When I was flat hunting two years ago, one website shone like a beacon through the terraced fog of Zoopla and Rightmove: the Modern House. An estate agency designed like a high-concept lifestyle magazine, it had clean fonts on white space, art-standard photography and a refreshing lack of jargon.
And the properties! David Adjaye-designed extensions. Modernist masterpieces. Apartments that would serve as the set for stylish 60s thrillers, pornography to anyone who has admired a piece of Danish furniture. All light years out of my price range, but it was nice to dream.

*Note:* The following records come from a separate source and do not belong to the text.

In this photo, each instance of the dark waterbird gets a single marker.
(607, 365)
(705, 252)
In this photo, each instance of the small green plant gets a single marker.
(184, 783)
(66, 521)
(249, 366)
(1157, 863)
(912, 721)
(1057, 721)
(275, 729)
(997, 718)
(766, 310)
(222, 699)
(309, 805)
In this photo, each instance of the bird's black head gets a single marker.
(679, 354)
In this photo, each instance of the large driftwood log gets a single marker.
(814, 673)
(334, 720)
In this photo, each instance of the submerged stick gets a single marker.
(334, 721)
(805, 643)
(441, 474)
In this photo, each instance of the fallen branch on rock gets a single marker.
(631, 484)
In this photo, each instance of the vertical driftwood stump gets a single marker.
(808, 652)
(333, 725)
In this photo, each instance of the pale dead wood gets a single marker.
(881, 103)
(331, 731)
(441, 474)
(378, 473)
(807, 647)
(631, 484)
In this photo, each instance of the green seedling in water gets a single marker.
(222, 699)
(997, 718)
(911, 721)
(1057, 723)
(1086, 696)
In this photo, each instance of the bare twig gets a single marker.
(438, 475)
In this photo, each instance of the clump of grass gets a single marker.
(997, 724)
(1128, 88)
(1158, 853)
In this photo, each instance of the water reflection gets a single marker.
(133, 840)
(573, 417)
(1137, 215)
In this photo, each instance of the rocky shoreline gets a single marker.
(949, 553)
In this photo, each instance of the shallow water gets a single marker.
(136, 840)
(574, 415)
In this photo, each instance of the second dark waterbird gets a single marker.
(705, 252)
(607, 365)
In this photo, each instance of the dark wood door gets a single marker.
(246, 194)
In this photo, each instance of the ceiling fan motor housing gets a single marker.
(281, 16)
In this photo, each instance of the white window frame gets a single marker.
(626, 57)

Clearly I wasn’t the only one. After 10 years, the Modern House is releasing a coffee-table book of its greatest hits. If you like that sort of thing, it’ll make you drool. If you don’t, you’ll probably hurl the book across the room at the first mention of a cantilever or curtain wall.

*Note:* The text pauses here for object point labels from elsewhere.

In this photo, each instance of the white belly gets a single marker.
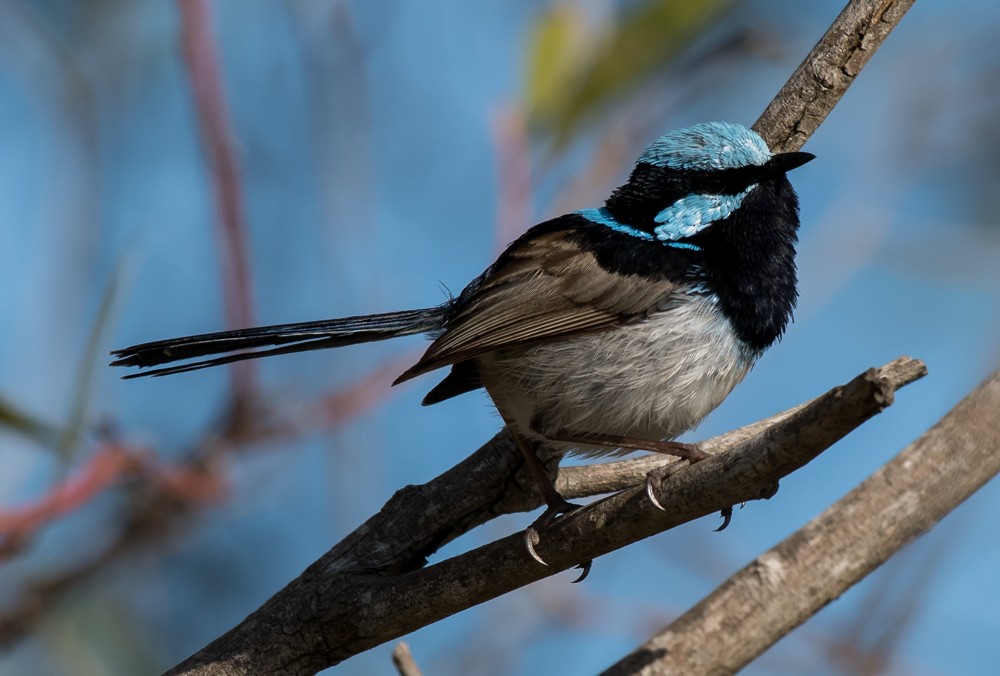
(652, 380)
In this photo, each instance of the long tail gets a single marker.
(292, 337)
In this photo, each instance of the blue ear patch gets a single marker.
(693, 213)
(604, 217)
(706, 147)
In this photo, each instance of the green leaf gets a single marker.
(573, 75)
(17, 419)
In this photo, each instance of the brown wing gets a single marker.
(544, 287)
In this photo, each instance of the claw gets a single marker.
(727, 516)
(649, 491)
(530, 540)
(551, 513)
(584, 569)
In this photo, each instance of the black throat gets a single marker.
(749, 262)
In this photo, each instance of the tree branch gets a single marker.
(818, 84)
(788, 584)
(364, 592)
(368, 589)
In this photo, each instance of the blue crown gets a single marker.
(706, 147)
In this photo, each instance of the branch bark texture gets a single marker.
(785, 586)
(342, 605)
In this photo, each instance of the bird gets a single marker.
(602, 331)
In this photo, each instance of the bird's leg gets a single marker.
(656, 477)
(555, 503)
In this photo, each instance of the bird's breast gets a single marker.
(653, 379)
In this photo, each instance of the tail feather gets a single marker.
(291, 337)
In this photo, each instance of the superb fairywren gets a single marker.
(605, 330)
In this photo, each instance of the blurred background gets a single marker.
(176, 168)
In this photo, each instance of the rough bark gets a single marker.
(785, 586)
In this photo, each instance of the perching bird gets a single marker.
(605, 330)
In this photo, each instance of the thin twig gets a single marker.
(788, 584)
(369, 589)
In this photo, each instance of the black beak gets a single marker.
(782, 162)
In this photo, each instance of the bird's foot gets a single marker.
(656, 477)
(557, 506)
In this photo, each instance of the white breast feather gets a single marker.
(651, 380)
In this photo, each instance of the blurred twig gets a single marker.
(162, 499)
(198, 42)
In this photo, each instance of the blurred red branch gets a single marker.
(513, 158)
(364, 393)
(110, 465)
(198, 43)
(161, 498)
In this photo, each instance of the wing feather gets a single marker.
(542, 288)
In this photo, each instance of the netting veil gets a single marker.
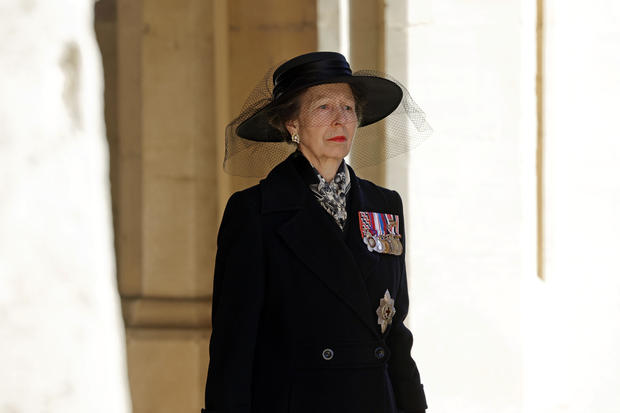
(402, 130)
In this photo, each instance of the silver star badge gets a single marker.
(386, 311)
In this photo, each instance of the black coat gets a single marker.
(289, 284)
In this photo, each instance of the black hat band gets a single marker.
(316, 72)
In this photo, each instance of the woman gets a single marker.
(310, 288)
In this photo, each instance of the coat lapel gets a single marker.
(316, 241)
(367, 261)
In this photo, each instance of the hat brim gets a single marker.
(381, 97)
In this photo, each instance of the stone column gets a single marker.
(184, 70)
(367, 51)
(61, 337)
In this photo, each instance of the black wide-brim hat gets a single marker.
(381, 96)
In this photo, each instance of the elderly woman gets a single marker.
(310, 289)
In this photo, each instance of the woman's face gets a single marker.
(326, 123)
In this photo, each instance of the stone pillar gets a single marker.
(61, 337)
(184, 70)
(167, 203)
(367, 51)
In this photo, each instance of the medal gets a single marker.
(385, 311)
(380, 232)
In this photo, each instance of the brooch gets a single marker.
(380, 232)
(386, 311)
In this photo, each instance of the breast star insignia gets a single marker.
(386, 311)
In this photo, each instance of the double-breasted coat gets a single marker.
(294, 300)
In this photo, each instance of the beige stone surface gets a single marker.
(167, 369)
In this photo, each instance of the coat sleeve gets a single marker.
(238, 291)
(403, 371)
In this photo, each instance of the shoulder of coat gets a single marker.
(390, 198)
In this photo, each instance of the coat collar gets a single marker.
(341, 263)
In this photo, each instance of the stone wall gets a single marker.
(61, 338)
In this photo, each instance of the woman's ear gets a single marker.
(292, 126)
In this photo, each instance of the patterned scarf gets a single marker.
(333, 195)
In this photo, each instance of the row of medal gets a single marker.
(380, 232)
(385, 244)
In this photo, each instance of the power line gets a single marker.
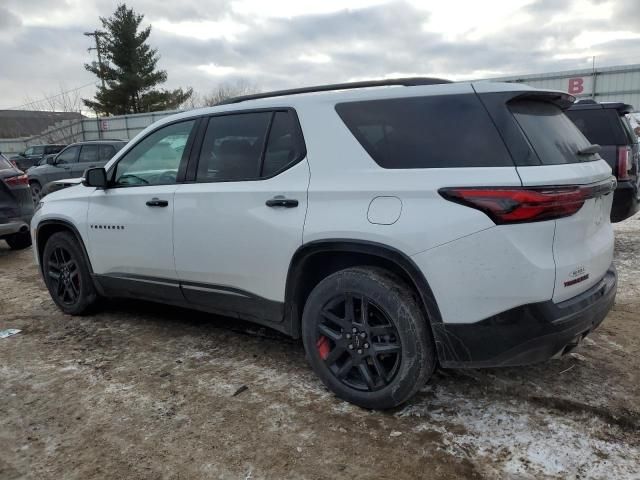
(98, 48)
(50, 98)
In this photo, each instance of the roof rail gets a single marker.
(405, 82)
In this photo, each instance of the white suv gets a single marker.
(391, 225)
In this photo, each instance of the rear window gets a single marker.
(554, 137)
(628, 130)
(601, 126)
(4, 163)
(426, 132)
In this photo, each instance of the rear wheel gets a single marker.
(66, 274)
(19, 241)
(36, 191)
(366, 337)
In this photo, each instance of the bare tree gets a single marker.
(66, 130)
(227, 90)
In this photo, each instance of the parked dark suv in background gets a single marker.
(34, 153)
(605, 124)
(16, 208)
(72, 162)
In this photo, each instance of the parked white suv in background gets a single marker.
(393, 227)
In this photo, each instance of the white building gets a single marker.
(609, 84)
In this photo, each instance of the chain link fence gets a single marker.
(123, 127)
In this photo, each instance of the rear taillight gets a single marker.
(517, 205)
(624, 163)
(15, 181)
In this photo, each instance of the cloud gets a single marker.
(202, 44)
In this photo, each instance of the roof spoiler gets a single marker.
(561, 99)
(405, 82)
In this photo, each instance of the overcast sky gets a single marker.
(279, 44)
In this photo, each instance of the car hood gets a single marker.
(68, 181)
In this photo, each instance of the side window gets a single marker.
(105, 152)
(155, 159)
(440, 131)
(70, 155)
(232, 147)
(89, 153)
(284, 145)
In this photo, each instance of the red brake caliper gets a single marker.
(323, 347)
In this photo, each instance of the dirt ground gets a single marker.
(143, 391)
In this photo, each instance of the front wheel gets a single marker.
(36, 191)
(66, 274)
(366, 338)
(19, 241)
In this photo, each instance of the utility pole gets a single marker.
(98, 48)
(593, 74)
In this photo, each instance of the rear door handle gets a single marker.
(280, 201)
(156, 202)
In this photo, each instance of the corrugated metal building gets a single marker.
(609, 84)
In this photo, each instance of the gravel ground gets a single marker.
(145, 391)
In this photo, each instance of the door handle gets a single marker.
(280, 201)
(156, 202)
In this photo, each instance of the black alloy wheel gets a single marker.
(367, 338)
(65, 276)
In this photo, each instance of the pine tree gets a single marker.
(129, 69)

“When we started out I had never bought or sold a house. We had no idea about estate agency,” says Albert Hill, who founded the company in 2005 with his schoolfriend Matt Gibberd. The site’s magaziney feel is no accident: they both had journalistic backgrounds. Hill was the design editor of Wallpaper* and Gibberd was senior editor at World of Interiors, although both had grown up steeped in art and architecture. Gibberd’s grandfather was Sir Frederick Gibberd, one of the leading British modernists.
They started in 2005, inspired by a trip Hill made to Florida and a house in Dulwich, southeast London, designed by Berthold Lubetkin’s Tecton practice, which was proving difficult to sell. Hill had his first client. Using their press contacts they got coverage for the property and were up and running.
Since then they have sold around 700 homes, from some of the earliest modernist properties in the country to Lubetkin’s Le Corbusier-inspired Highpoint flats and a house in Wimbledon that Richard Rogers designed for his parents. Their clients include fashion stars and “17 Turner prize-nominated artists”, and nearly a member of Take That. Current listings include a Rogers Stirk Harbour penthouse on the Thames, a Norman Foster mews house in Hampstead and Tom Dixon’s studio in Greenwich. They say that although demand has improved, the British public is still suspicious about modern architecture, hence their canny hand on the marketing.
“It’s all well and good telling people not to knock something down because it’s lovely,” Hill says. “But if you can show them that it shouldn’t be knocked down because it’s lovely but it could also be worth a fortune, then you are really getting somewhere.”